Despite admitting wrongdoing to Jimmie Johnson by penalizing him for failing tech inspection three times when he only failed twice, the fact remains that the call to overhaul NASCAR inspection penalties is getting louder. Although the issue was more of a communication error, there’s no glossing over the fact that the system of failing three times before being penalized is pointless and without solid reasoning.
“I still don’t understand why we have to worry about failing three times,” said Tony Stewart, winning car owner of the No. 4 of Kevin Harvick. “It’s like, you bring your car and bring it through tech, and you either pass or you don’t.”
“I don’t know why we screw around, jack around one, two, three times, and it’s ridiculous to me. It’s the only series in the world where you get to go through tech three times and you fail twice and they still let you go a third time. We got to figure it out and make it simpler and it shouldn’t be this difficult.

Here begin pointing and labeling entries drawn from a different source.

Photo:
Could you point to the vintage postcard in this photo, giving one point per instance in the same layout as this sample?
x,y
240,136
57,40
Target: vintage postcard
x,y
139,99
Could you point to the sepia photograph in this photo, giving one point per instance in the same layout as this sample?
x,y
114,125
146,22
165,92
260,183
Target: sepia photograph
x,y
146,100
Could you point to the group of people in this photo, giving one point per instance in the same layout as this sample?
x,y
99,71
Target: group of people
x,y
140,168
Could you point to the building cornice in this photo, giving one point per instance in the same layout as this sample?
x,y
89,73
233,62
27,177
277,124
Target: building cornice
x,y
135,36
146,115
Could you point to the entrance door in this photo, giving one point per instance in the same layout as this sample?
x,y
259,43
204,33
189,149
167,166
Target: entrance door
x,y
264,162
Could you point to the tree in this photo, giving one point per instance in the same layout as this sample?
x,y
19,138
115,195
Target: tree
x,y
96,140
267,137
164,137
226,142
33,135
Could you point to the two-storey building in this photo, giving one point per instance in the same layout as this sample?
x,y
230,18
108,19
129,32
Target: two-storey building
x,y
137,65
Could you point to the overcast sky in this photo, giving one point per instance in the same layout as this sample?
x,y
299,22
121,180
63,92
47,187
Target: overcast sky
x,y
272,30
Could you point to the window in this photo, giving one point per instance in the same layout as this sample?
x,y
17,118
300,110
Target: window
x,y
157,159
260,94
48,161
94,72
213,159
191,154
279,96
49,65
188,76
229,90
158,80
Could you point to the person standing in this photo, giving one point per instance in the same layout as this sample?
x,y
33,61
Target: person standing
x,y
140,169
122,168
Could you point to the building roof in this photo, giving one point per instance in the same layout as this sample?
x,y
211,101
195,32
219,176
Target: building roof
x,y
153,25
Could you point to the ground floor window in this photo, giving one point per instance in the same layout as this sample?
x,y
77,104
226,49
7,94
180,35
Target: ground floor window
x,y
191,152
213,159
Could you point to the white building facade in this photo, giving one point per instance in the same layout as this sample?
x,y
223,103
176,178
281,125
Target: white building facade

“Half the time you don’t even know what the penalty is supposed to be, and I don’t…I’m a car owner and I don’t know what the penalty is supposed to be. I don’t know how the fans can keep up with it either. If you start rolling cars through and they don’t pass and you send them to the back after one time I guarantee you a lot less cars fail tech the next week.”
Stewart’s words illustrate a common idea regarding the tech inspection process. Granted, the idea of giving cars three chances through tech inspection is meant to be lenient and easier on the drivers. However, a communication error would be easier and more avoidable if the process was limited to just one chance at tech inspection.
Allowing three passes at tech inspection allows a chance for communication to be needlessly tangled such as what happened with Johnson prior to the AAA Texas 500. It is true that the penalty didn’t harm Johnson too terribly; he had a disastrous qualifying effort by the 48 team’s standards (having won seven races at Texas), and the penalty barely moved him further down in the field. But the next time such an error happens it could happen to a Playoff driver in a cutoff event and it’s obvious NASCAR doesn’t want to have another 2013 Chase field fiasco.
Johnson finished 15th at the final running order despite having led briefly due to pit strategy.
“There was a breakdown of communication on how teams can communicate to the tower to dispute something, and it was really exposed today,” said Johnson.
It’s apparent that without the option to go through tech three times, such a “communication breakdown” wouldn’t have even happened.